Rosaline stripped off her underwear and threw on her nightclothes in one quick motion, heading back to the bed on autopilot.
“Monday,” she thought, closing her eyes as her head hit the pillow. “I just have to wait until Monday.”
Cradled in her arms, the tray of coffees balanced precariously as Rosaline opened the door to the precinct early Monday morning. A pastry bag holding Benvolio’s bear claw nestled in between the two coffees, his sugary atrocity, and her own black coffee. A heart peaked out from under the cardboard sleeve near the end of Benvolio’s name where she had added it.
She pivoted in the doorway once she passed the door, making sure to hold her umbrella outside as she somehow closed it without spilling any coffee.
“Hope the bear claw didn’t get wet,” she muttered.
Her eyes darted to the clock above the door.
Five minutes to 8:00. Benvolio would already be at his desk.
Moving out of the doorway, she stopped in the middle of the precinct lobby to consider her options. Butterflies danced the tango in her stomach as they had all morning.
“Maybe I should just turn back.” She paced the tiled lobby floor. “I could just toss these in the trash can and pretend this never happened.”
“Detective Capulet, you heading in?” Mulder asked, looking up from his enormous stack of paperwork at the station’s reception desk.
“Yup,” Rosaline swerved hard at the last second toward the elevator, almost spilling the coffee in the process. “Just heading up now.”
Mulder quirked an eyebrow.
“Have a good day, detective.”
Rosaline jammed the elevator button multiple times.
“You too,” she laughed nervously, scooting inside the empty elevator when it opened at last.
As the doors closed in front of her, Rosaline breathed a sigh of relief, only to clench up as it rose.
Attempting relaxation, she leaned against the bar along the back wall while the elevator climbed to the sixth floor.
The bell dinged, the doors sliding open onto the bullpen once more.
As she stepped out of the elevator, Rosaline scanned the crowd of bustling detectives weaving between the desks like a well-oiled machine.

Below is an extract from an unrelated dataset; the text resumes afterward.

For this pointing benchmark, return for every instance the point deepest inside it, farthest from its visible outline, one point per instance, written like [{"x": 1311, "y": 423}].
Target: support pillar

When her gaze lighted on Benvolio, slouched back in his rolling chair pouring over an evidence file, her heart skipped a beat as the room froze.

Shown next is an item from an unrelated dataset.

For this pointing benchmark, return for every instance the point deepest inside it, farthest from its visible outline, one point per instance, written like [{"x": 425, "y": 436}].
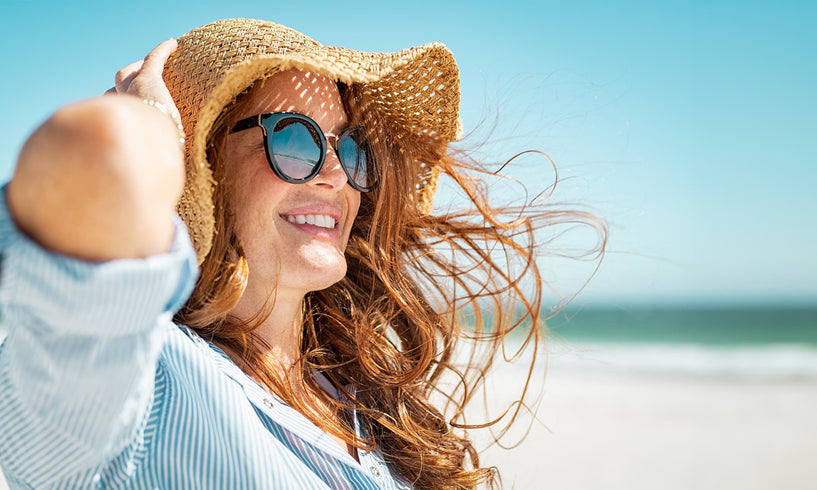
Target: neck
[{"x": 281, "y": 328}]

A spotlight shone on Benvolio so bright that she could see the dust particles floating in the air around him, leaving the rest of the bullpen shrouded in shadow. The clock on the far wall ticked in slow time with her beating heart, the second hand following a sluggish path around the clock face. Benvolio, lost in thought, jiggled his pen between his fingers and bit his lip.
Rosaline gulped.
The shrill ring of the sergeant’s desk phone jolted her from her reverie.

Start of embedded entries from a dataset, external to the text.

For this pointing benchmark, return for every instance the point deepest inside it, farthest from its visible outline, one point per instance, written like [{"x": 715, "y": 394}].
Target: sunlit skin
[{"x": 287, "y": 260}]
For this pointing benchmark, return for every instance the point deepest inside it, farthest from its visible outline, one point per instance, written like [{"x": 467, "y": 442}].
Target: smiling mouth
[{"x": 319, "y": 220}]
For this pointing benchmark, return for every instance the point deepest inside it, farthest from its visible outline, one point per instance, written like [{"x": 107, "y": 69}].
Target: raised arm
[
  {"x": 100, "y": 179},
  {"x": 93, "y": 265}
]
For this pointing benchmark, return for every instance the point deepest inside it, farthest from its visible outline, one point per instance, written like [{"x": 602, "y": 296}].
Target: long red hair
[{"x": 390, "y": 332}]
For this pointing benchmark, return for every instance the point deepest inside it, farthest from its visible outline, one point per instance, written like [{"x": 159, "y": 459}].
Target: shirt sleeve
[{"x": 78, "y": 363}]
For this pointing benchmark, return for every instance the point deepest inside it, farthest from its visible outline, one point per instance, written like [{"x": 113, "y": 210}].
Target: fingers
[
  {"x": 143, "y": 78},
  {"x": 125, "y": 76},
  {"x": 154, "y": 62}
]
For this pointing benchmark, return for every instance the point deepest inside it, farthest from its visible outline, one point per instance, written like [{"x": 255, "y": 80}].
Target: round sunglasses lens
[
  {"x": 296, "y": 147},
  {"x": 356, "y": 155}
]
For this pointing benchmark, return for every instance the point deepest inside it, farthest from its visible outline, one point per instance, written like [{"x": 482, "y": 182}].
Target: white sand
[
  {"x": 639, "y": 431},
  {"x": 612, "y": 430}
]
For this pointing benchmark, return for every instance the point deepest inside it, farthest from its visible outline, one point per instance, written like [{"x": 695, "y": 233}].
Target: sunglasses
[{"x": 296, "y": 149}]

Rosaline shuddered when the bullpen sprang back to life, the officers scuttling around to deliver their paperwork.
Squaring her shoulders, she marched to their desks, and before she could stop herself, she plopped Benvolio’s coffee and bear claw on his desk.
Removing his hand from his ruffled hair, Benvolio frowned and picked up the coffee cup.
“What’s this?” he asked. “You don’t owe me any more cups of coffee.”
“It’s my apology,” Rosaline shrugged, setting her own coffee on her desk, “for running out on you like that.”
Benvolio almost dropped the coffee, the amber liquid spilling out the top and dribbling down the sides in his attempt to leap to his feet.
“No, no. You don’t need to apologize for that,” Benvolio spluttered, shaking his head. “I’m the one who sprung something like that—“
“Please let me finish,” Rosaline interrupted.
Benvolio leaned against his desk, waiting for her to continue.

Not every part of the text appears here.